American business executive

Will Johnson (born 1979) is an American business executive who is the former chief executive officer of The Harris Poll.

==Early life and education==
Johnson was born in Winnetka, Illinois. He attended Crow Island School, where his first grade teacher noticed his reading and speaking abilities did not match, leading to him being diagnosed with dyslexia. He majored in government and law, graduating magna cum laude from Lafayette College in 2002. His honors thesis was about the political impact of Millennials. Johnson also earned a Master of Business Administration degree from Northwestern University in 2008.

==Career==
Johnson worked for Young & Rubicam Group after earning his undergraduate degree. Following graduate school, he returned to the company as chief strategist for BrandAsset Valuator, a database of brand and consumer behavior. In 2015, he was promoted to president of BAV Consulting.

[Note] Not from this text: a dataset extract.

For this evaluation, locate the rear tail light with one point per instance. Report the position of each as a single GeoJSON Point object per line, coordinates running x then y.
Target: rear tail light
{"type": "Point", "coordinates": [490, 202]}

Johnson assumed the role of co-chief executive officer of The Harris Poll, alongside John Gerzema in 2017; prior to his departure in 2025, Johnson oversaw the human resources and business units, including a team of 200 pollsters. Johnson and Gerzema were recruited by The Harris Poll's parent company, Stagwell Group. Johnson worked to migrate clients from one-time research to ongoing consulting contracts, and reworked the company's surveys to focus on smartphone users. Johnson has been described as an optimist about the polling industry, noting that he believes pollsters need to improve their methodology and rebuild public trust.

Johnson has written for publications including The Boston Globe, the Chicago Tribune, and The Washington Post, and has been on the board of directors for Tutoring Chicago.

==Personal life==
As of 2024, Johnson lived in Chicago with his wife and two children. He is a member of the Young Presidents' Organization and the Economic Club of Chicago.